Lorsqu’Agatha Weiss1, jeune fille qui porte de longs gants noirs curieusement assortis à son look de Star Wars fangirl, débarque à Hollywood, le chauffeur de la limousine2 qu’elle a louée lui suggère d’acheter une carte localisant les stars dans la ville. Pas besoin, elle se repère. C’est donc en la suivant que l’on va relier les personnages tous plus barrés les uns que les autres de Maps to the Stars : il y a notamment Havana, actrice médiocre hantée par le souvenir de sa défunte mère, bien plus célèbre qu’elle ; Stafford, son coach en développement personnel, aux techniques pour le moins originales ; et le fils de ce dernier, Benjie, enfant-star à la grosse tête (au sens propre comme au figuré, avec des épaules tombantes qui accentuent son étrange silhouette), déjà passé par une cure de désintox. On prend un plaisir presque pervers à essayer de distinguer des constellations parmi ces stars – presque pervers parce que plus ça va, pire c’est : hallucinations, pyromanie, inceste, suicide et tentative de meurtre se mettent de la partie, sans que le film se départisse un seul instant de cette distance qu’on dirait comique si elle n’accentuait encore plus la bizarrerie de ce monde asphyxié où l’on se récite la poème d’Éluard comme une comptine macabre. Sur toute chair accordée / Sur le front de mes amis / Sur chaque main qui se tend / J’écris ton nom
La liberté n’est arrivée que lorsque j’ai compris pourquoi le pluriel, pourquoi MapS to the stars.

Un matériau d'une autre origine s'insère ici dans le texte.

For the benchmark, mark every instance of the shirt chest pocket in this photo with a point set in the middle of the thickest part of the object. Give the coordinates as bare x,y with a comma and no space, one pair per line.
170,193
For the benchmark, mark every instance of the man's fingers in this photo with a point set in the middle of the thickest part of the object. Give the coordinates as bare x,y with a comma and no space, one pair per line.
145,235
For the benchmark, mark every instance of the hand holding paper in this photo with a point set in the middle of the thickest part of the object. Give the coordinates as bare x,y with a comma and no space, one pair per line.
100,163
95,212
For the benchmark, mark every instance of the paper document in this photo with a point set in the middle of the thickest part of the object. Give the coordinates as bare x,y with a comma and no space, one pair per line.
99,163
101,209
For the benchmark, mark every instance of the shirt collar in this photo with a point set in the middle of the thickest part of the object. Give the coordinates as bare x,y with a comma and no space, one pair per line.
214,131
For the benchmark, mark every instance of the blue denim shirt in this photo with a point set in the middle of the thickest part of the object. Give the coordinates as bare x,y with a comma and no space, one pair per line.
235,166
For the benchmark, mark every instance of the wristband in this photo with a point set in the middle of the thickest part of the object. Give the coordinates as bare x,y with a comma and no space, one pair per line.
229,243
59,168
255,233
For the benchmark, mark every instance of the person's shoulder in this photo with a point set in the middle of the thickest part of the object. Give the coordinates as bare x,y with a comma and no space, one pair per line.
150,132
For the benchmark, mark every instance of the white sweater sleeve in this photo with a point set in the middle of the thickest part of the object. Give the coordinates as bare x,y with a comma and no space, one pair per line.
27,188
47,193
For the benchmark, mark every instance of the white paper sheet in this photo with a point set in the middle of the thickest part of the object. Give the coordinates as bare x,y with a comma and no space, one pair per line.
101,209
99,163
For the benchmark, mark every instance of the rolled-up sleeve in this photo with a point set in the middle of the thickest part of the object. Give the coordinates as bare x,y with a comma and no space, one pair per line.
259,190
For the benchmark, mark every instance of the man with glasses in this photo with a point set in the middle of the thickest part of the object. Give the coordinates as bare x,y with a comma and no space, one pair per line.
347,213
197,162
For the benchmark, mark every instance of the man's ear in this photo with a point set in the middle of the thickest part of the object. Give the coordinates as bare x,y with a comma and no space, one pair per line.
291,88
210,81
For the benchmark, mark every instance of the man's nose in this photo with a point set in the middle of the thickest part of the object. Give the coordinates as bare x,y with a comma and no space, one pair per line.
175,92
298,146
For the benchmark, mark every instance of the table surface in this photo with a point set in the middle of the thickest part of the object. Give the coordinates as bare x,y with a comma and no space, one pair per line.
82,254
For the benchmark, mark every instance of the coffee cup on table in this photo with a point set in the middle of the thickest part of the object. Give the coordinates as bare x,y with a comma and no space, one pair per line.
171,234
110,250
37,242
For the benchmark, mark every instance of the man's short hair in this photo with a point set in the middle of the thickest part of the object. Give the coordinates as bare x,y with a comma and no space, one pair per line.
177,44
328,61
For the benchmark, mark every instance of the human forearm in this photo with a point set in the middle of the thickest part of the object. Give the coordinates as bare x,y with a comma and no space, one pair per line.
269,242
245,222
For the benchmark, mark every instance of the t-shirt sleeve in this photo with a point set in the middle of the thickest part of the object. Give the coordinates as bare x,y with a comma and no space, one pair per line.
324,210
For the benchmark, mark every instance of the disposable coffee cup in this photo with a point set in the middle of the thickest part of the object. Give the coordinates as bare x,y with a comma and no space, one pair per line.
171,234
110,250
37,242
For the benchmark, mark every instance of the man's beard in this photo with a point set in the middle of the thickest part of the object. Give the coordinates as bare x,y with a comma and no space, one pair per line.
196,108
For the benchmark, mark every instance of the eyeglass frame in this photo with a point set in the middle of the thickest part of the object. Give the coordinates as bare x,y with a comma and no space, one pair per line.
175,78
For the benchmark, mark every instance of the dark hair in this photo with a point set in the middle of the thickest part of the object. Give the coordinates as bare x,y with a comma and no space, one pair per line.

Trois couleurs, qui a décidément des journalistes qui savent conduire une interview, met le doigt dessus : les personnages sont systématiquement « seuls dans le cadre, ils ne sont jamais réunis à l’écran ». C’est que, chacun dans « sa petite bulle individuelle », reprend Cronenberg, il y a autant de cartes que de stars : chacun se pense au milieu d’une constellation, détruisant celles dont il ne se voit pas faire partie, se détruisant lui-même surtout, incapable de trouver sa place. La guerre des étoiles n’aura pas lieu mais le festival de supernovas qui la remplace est un vrai régal.
Mit Palpatine
1 Mia Wasikowska continue d’alimenter ma fascination pour les filles d’origine polonaise (bientôt un #PolishPower pour concurrencer le #CzechPower ?).
2 Robert Pattinson est passé à l’avant de la limousine depuis Cosmopolis. Son personnage conduit tout le monde et ne va nul part, malgré ses rêves d’apprenti scénariste. Trop sain d’esprit, sûrement.